I’m among those who have been eating my hamburgers wrong. You might be, too.
A hamburger guru says we should be eating our burgers upside down. He argues the top of the bun is twice as thick as the bottom and can better withstand the juices that make the buns fall apart as we eat them. The top also may have sesame seeds on it and eating the bun on its head allows us to taste the seeds.
I wish he’d give me the formula for building and eating a bacon, lettuce and tomato sandwich. I can never remember in what order to stack the ingredients. And without fail, my BLT falls apart before I finish it. The same happens with a corned beef sandwich. The sauerkraut is juicy and before I’m half finished, the rye bread turns soggy and the beef and kraut ooze out. I have to finish up with a fork.

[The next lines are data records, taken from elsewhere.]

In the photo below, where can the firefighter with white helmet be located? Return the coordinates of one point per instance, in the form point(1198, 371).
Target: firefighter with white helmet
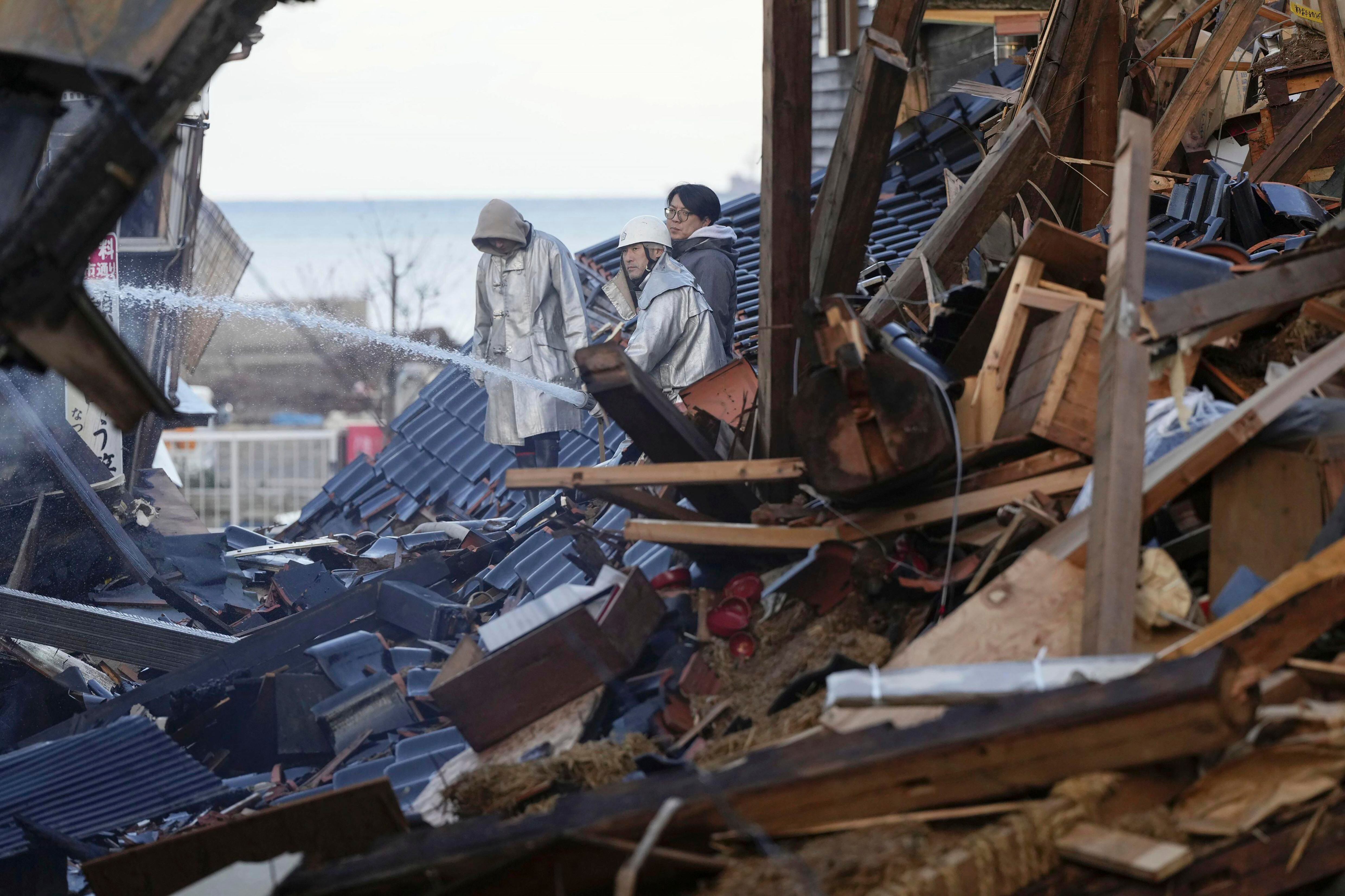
point(676, 340)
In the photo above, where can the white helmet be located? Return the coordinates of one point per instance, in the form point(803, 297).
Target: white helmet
point(645, 229)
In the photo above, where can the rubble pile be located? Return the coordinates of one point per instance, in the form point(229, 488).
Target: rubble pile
point(1026, 575)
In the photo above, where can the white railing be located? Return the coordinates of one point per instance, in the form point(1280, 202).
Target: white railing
point(249, 478)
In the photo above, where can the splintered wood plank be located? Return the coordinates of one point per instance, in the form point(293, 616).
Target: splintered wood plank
point(1195, 89)
point(731, 535)
point(1297, 146)
point(1125, 853)
point(1181, 468)
point(1315, 586)
point(886, 522)
point(687, 473)
point(1122, 398)
point(1024, 469)
point(844, 214)
point(1036, 371)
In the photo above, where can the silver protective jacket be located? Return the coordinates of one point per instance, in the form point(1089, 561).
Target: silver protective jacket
point(529, 320)
point(676, 339)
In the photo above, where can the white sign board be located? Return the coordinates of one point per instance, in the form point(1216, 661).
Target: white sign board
point(87, 418)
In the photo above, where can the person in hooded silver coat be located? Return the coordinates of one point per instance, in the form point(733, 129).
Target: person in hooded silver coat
point(530, 320)
point(677, 340)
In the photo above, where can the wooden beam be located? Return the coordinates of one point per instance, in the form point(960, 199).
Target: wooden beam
point(1122, 398)
point(1319, 577)
point(1181, 468)
point(731, 535)
point(105, 633)
point(867, 523)
point(958, 230)
point(1301, 143)
point(1335, 41)
point(642, 502)
point(635, 402)
point(688, 473)
point(1296, 280)
point(99, 515)
point(786, 193)
point(1172, 37)
point(1056, 459)
point(844, 214)
point(1186, 62)
point(972, 754)
point(1101, 89)
point(1195, 89)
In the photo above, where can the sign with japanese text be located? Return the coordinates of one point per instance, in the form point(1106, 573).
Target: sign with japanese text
point(87, 418)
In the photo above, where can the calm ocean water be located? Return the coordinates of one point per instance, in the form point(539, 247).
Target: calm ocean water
point(337, 249)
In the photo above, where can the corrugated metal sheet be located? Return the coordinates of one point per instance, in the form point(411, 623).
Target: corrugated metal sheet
point(100, 781)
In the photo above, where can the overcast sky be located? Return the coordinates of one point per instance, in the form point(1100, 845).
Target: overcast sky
point(430, 99)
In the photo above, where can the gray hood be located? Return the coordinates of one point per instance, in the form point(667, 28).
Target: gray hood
point(499, 221)
point(666, 276)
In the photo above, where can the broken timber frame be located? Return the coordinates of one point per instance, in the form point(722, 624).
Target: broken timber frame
point(1304, 276)
point(859, 526)
point(1298, 144)
point(849, 194)
point(690, 473)
point(786, 194)
point(1122, 398)
point(1169, 131)
point(972, 754)
point(958, 230)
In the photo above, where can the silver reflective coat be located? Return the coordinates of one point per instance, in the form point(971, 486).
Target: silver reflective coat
point(530, 320)
point(676, 339)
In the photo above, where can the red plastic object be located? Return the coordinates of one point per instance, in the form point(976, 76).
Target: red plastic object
point(729, 617)
point(746, 585)
point(743, 645)
point(674, 578)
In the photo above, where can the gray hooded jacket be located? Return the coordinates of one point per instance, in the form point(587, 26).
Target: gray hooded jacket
point(676, 339)
point(712, 260)
point(529, 319)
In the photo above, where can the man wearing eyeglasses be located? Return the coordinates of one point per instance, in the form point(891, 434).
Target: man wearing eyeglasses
point(707, 250)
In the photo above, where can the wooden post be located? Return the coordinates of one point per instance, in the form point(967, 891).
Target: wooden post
point(1335, 40)
point(1301, 141)
point(786, 187)
point(1122, 395)
point(1101, 92)
point(849, 195)
point(1202, 77)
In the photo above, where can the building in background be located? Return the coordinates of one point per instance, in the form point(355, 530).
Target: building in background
point(958, 40)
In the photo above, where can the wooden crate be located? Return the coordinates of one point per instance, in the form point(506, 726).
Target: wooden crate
point(549, 667)
point(1055, 387)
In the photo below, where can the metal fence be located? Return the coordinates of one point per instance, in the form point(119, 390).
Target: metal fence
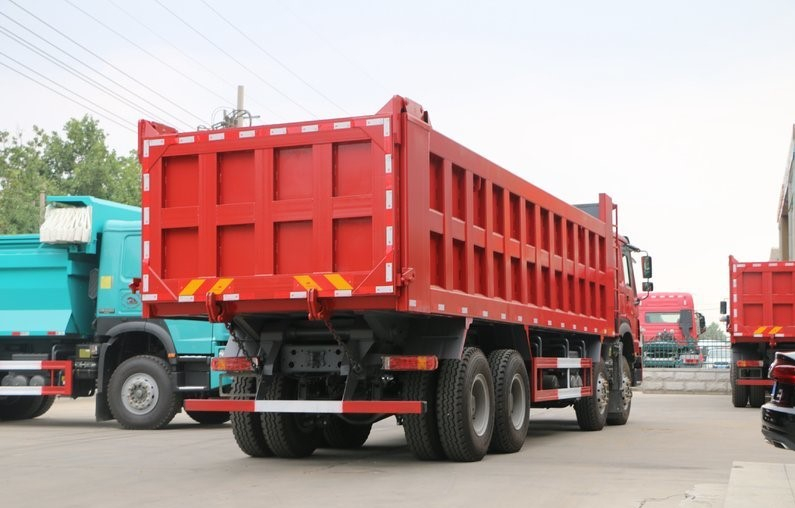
point(708, 354)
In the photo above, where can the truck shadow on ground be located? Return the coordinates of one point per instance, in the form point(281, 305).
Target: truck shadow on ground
point(76, 424)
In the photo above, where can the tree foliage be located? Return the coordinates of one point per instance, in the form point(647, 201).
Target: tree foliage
point(76, 162)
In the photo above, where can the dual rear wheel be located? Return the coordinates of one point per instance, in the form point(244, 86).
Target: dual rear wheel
point(475, 405)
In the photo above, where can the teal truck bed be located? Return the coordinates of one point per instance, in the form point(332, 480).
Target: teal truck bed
point(71, 326)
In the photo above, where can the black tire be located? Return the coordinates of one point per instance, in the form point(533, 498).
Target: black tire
point(739, 392)
point(208, 417)
point(338, 433)
point(140, 395)
point(46, 403)
point(592, 410)
point(756, 396)
point(422, 431)
point(465, 406)
point(19, 407)
point(289, 435)
point(247, 427)
point(621, 417)
point(511, 401)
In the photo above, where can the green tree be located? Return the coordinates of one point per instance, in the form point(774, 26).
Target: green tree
point(78, 162)
point(713, 332)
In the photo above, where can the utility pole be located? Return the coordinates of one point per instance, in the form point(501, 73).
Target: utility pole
point(240, 107)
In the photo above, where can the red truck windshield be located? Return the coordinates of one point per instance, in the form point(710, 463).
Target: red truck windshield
point(662, 317)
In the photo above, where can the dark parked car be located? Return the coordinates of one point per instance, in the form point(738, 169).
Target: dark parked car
point(778, 415)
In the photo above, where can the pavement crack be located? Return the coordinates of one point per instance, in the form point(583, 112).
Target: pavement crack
point(656, 499)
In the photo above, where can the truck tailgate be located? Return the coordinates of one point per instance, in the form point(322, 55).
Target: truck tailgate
point(269, 215)
point(762, 300)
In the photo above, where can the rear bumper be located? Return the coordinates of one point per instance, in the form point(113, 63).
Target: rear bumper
point(308, 406)
point(778, 425)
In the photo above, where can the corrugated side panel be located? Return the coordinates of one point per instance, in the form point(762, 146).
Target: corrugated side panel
point(482, 242)
point(270, 213)
point(762, 299)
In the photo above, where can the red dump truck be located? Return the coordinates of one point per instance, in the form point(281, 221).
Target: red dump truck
point(761, 321)
point(370, 267)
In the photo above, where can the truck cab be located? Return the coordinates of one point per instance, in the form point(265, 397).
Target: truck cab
point(71, 325)
point(669, 329)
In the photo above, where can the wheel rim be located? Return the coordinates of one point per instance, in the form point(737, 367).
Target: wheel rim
point(479, 405)
point(517, 402)
point(139, 393)
point(601, 392)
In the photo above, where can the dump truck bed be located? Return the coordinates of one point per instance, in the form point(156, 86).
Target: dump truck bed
point(364, 213)
point(34, 288)
point(762, 301)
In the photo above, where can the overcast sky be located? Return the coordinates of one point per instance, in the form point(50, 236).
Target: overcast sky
point(681, 110)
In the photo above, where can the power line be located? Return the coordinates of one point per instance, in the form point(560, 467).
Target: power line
point(331, 46)
point(124, 126)
point(32, 47)
point(232, 57)
point(283, 66)
point(58, 84)
point(146, 27)
point(152, 55)
point(98, 73)
point(106, 62)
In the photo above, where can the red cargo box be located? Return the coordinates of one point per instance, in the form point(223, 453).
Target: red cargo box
point(762, 301)
point(363, 213)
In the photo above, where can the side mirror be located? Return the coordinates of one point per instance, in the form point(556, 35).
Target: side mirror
point(702, 323)
point(645, 262)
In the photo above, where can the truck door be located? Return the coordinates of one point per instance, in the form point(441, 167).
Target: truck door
point(120, 262)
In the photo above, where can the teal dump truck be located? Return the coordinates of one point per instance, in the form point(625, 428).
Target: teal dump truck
point(71, 326)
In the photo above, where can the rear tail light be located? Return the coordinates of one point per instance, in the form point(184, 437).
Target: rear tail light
point(783, 373)
point(744, 364)
point(235, 364)
point(410, 363)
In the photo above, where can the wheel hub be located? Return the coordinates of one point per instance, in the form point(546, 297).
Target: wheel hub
point(139, 394)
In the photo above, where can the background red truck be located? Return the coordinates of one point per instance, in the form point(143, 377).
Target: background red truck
point(370, 267)
point(761, 321)
point(670, 327)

How many raisins or blueberries do there need to be in baked goods before you can reasonably include the fruit’s name in the description? I once purchased a loaf of raisin bread at an Amish bakery near Montello. As we cut slices, we found just one raisin in the whole loaf. And recently at a downtown restaurant, a patron ordered a blueberry muffin, and found just one berry inside.
Finally, I saw a story headlined, “What it takes to overcome procrastination.” I decided I’d put off reading it ‘til later.